As reported by the Los Angeles Times Sunday, the contaminated material is seeping through the canyons that surround the laboratory’s 40-acre site. Remnants of the laboratory’s toxic waste, generated over its 66-year history as a bomb factory and national defense lab, is heading for the Rio Grande and the aquifers that supply water as many as 250,000 residents of northern New Mexico.
Los Alamos National Laboratory officials contend that there is no health risk because the sediment is diluted and trapped in the canyons, where it can be collected and hauled away. But state officials are not so sure.
In 2002, the New Mexico Environment Department issued a cleanup order to the laboratory following the discovery that “past or present storage, treatment or disposal of hazardous and solid waste at the facility may result in an imminent and substantial endangerment to human health and the environment.”

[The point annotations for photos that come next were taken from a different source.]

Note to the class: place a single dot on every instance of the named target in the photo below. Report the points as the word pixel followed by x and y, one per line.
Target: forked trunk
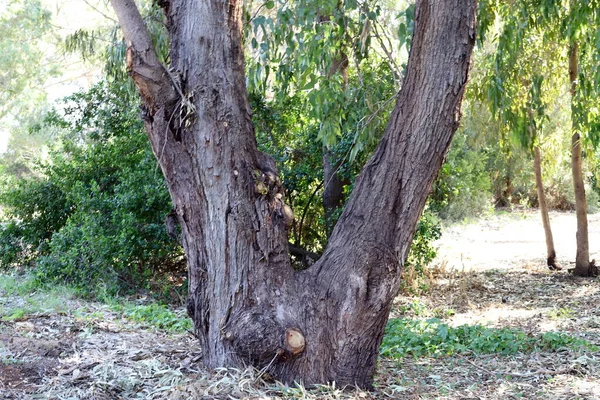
pixel 553 264
pixel 248 304
pixel 582 259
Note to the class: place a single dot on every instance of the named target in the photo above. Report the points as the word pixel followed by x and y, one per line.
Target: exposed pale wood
pixel 244 294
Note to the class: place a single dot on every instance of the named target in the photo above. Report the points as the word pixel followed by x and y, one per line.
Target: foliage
pixel 155 315
pixel 463 187
pixel 96 219
pixel 418 338
pixel 24 66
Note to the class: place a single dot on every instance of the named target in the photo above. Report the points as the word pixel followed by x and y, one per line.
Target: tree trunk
pixel 582 259
pixel 553 264
pixel 333 189
pixel 248 304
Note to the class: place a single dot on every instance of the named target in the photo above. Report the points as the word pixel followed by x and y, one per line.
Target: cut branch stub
pixel 294 341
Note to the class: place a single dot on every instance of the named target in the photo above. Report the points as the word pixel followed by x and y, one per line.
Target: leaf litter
pixel 93 352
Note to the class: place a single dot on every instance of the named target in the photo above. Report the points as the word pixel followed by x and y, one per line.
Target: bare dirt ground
pixel 88 351
pixel 514 239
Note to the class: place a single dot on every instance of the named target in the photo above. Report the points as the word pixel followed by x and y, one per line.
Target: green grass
pixel 154 315
pixel 407 337
pixel 21 296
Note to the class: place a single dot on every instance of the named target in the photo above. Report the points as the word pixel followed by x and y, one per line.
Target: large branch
pixel 148 73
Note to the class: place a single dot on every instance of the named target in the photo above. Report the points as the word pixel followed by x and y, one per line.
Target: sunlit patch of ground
pixel 82 350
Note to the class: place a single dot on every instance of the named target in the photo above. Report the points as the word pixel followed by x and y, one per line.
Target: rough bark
pixel 583 267
pixel 552 262
pixel 248 304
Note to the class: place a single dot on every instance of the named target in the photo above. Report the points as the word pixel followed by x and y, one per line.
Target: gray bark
pixel 583 267
pixel 551 260
pixel 248 304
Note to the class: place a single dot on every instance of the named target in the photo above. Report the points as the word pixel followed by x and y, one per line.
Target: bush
pixel 94 215
pixel 405 337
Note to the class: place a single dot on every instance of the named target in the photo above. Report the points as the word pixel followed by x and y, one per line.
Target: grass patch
pixel 21 296
pixel 407 337
pixel 155 315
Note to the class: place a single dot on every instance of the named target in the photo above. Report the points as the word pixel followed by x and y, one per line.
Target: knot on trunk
pixel 262 339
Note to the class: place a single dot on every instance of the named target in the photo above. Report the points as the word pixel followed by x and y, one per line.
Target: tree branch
pixel 148 73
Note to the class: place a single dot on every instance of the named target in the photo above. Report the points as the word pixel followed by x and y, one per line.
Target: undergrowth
pixel 408 337
pixel 156 316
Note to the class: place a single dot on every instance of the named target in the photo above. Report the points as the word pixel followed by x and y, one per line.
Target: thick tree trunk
pixel 553 264
pixel 248 304
pixel 582 259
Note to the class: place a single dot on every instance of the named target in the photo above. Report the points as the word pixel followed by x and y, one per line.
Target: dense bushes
pixel 93 214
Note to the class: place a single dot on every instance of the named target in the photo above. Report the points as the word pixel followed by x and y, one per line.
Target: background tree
pixel 248 304
pixel 575 26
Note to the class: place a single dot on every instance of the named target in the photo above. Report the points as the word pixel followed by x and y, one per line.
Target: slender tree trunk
pixel 248 304
pixel 582 259
pixel 553 264
pixel 333 189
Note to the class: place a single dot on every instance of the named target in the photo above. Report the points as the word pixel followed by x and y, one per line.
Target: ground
pixel 53 346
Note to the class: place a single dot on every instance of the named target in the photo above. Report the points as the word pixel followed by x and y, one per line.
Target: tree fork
pixel 249 306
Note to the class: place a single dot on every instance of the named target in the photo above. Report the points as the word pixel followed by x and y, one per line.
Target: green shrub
pixel 404 337
pixel 93 216
pixel 157 316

Laboratory officials disagreed with the state’s findings, but eventually agreed to clean up some 2,000 sites. That work is scheduled to be completed by 2015. The plan deals with surface contamination, rather than groundwater. And the state’s environment department recently reported finding a compound that’s used in plastics and explosives in an aquifer supplying drinking water to Los Alamos and nearby White Rock.
The Los Alamos National Laboratory was formed in 1943 with the express purpose of designing and building an atomic bomb. Its work on that project and other national defense programs in the years since have generated large amounts of radioactive waste, much of which was buried on site.